Réalisé en 1927, Napoléon, vu par Abel Gance, se veut aussi spectaculaire que la carrière de l’Empereur. Abel Gance, figure majeure du 7e art qui a donné ses lettres de noblesse au cinéma impressionniste, est obsédé par son projet démesuré. Il filme avec trois caméras, destinées à projeter le film sur trois écrans. Son film, d’une durée de sept heures, reste l’une des œuvres les plus ambitieuses de l’histoire du cinéma. En 2008, la Cinémathèque française se lance dans une nouvelle restauration de l'œuvre. Ce projet devait durer 6 mois, il prendra finalement plus de 16 ans.
En 1984, la Cinémathèque avait déjà proposé une version restaurée, de 5h13 “seulement”. À cette occasion, Nelly Kaplan, réalisatrice, écrivaine et critique reconnue, grande amie d’Abel Gance dont elle avait été assistante et actrice, réalise un documentaire passionnant sur la création de ce chef-d'œuvre.

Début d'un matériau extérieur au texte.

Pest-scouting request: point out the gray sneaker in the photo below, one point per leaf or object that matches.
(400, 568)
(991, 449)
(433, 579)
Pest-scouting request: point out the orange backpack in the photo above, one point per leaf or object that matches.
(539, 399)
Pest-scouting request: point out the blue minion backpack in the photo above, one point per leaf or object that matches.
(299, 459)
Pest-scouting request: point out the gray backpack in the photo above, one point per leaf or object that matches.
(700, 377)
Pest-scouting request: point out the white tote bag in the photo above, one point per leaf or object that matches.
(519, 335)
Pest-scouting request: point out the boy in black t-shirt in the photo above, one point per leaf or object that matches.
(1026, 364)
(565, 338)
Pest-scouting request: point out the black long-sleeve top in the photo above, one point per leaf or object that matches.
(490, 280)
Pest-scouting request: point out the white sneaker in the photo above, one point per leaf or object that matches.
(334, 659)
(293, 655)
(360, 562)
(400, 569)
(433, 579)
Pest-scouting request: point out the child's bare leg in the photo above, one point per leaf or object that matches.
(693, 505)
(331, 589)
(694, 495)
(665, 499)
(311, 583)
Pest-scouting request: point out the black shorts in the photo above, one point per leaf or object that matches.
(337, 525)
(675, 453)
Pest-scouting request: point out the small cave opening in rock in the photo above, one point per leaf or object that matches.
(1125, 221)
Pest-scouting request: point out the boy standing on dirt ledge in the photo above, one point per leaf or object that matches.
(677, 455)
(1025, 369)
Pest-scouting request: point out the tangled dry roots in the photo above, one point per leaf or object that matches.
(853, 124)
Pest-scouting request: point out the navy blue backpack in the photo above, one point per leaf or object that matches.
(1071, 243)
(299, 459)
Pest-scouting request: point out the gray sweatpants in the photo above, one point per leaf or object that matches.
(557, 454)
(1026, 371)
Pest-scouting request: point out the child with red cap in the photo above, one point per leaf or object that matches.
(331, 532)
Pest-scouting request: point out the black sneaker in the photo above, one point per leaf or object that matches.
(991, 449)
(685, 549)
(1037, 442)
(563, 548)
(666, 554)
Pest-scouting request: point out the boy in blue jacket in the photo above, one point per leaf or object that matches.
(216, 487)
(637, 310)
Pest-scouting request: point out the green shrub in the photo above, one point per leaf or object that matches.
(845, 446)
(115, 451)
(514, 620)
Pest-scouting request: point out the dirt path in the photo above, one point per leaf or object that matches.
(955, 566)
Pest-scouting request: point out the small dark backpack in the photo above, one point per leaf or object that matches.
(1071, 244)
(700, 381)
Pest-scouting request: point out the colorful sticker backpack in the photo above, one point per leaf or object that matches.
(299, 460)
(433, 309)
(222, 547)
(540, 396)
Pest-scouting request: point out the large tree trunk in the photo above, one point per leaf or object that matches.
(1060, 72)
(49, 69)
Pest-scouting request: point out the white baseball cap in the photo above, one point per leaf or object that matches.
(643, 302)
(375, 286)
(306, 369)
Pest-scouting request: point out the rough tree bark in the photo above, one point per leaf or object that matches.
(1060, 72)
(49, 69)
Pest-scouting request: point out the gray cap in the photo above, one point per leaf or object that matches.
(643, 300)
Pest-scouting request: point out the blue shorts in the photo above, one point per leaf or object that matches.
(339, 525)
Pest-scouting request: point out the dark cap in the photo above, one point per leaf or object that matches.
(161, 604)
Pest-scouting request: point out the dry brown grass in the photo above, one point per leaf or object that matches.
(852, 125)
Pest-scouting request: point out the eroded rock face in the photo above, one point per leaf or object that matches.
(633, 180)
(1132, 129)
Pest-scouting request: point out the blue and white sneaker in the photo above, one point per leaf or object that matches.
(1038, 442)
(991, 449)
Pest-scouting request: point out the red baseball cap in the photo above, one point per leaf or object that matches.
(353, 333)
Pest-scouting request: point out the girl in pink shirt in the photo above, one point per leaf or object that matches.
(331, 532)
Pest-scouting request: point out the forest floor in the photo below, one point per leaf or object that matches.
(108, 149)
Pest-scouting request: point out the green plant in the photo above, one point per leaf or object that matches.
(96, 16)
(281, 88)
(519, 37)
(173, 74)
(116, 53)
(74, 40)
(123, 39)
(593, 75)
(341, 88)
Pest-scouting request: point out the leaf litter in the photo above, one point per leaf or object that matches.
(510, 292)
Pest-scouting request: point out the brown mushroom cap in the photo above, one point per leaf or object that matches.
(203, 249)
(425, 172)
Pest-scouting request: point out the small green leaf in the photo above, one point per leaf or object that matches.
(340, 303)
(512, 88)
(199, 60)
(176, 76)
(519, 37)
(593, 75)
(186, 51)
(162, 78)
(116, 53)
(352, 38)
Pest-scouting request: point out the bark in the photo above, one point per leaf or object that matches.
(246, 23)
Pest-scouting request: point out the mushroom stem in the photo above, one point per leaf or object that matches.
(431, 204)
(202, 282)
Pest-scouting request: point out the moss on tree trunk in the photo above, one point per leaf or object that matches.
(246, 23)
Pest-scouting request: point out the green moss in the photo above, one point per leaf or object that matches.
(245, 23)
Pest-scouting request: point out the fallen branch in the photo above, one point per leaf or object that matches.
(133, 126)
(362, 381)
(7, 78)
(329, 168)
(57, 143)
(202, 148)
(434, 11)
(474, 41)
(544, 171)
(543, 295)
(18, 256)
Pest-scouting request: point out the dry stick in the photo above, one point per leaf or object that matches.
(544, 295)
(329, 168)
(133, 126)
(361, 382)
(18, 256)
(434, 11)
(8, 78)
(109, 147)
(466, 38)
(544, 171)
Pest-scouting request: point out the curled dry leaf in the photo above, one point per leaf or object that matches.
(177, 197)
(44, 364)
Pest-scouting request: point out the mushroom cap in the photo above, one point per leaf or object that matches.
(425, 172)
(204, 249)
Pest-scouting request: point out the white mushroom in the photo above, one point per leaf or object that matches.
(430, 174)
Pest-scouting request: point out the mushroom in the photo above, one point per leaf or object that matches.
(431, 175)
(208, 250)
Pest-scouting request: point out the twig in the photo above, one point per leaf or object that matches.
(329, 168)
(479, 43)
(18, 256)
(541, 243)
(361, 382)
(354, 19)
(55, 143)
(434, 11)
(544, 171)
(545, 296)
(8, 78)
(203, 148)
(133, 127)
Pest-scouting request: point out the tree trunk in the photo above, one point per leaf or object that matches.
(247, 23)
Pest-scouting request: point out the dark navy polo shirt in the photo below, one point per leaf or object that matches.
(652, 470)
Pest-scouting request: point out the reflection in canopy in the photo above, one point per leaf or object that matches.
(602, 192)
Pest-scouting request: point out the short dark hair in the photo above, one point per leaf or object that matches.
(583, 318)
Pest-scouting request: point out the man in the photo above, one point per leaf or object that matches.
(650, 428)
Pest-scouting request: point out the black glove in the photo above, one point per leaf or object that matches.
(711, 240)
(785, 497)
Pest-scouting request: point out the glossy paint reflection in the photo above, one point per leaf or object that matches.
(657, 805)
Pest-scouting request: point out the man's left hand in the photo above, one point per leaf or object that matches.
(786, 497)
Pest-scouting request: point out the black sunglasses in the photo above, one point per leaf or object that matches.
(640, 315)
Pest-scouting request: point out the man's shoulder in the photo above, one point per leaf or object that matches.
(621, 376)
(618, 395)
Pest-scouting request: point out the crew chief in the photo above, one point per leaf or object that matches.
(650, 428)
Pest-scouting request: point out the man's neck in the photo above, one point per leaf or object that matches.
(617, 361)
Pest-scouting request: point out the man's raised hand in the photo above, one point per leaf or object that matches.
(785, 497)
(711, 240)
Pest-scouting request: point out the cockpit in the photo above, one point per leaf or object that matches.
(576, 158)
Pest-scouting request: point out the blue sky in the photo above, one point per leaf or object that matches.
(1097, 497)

Présenté à Cannes la même année, le documentaire est riche en archives précieuses : des enregistrements, des vidéos de tournage, des photos du scénario écrit à la main par le réalisateur, avec les extraits du film correspondants. C’est le fringant Michel Drucker, alors âgé de 40 ans, qui nous raconte cette épopée cinématographique.
Le film doit “entrer définitivement dans le temple des arts par la grande porte de l’Histoire.”, déclame Gance à son équipe au début du tournage. Ne reculant devant aucune contrainte technique, il invente des méthodes artisanales, mais visionnaires, pour faire virevolter la caméra. On la voit ainsi suspendue à une corde dans les airs, ou solidement attachée à une barque, un cheval, et même une luge.
Avec une centaine de figurants, dont des enfants déchaînés, le tournage prend des proportions folles. Techniciens blessés, tournage interrompu, doutes sur son achèvement… C’est presque un miracle si le film voit le jour. Un siècle plus tard, cette aventure nous semble toujours aussi sensationnelle.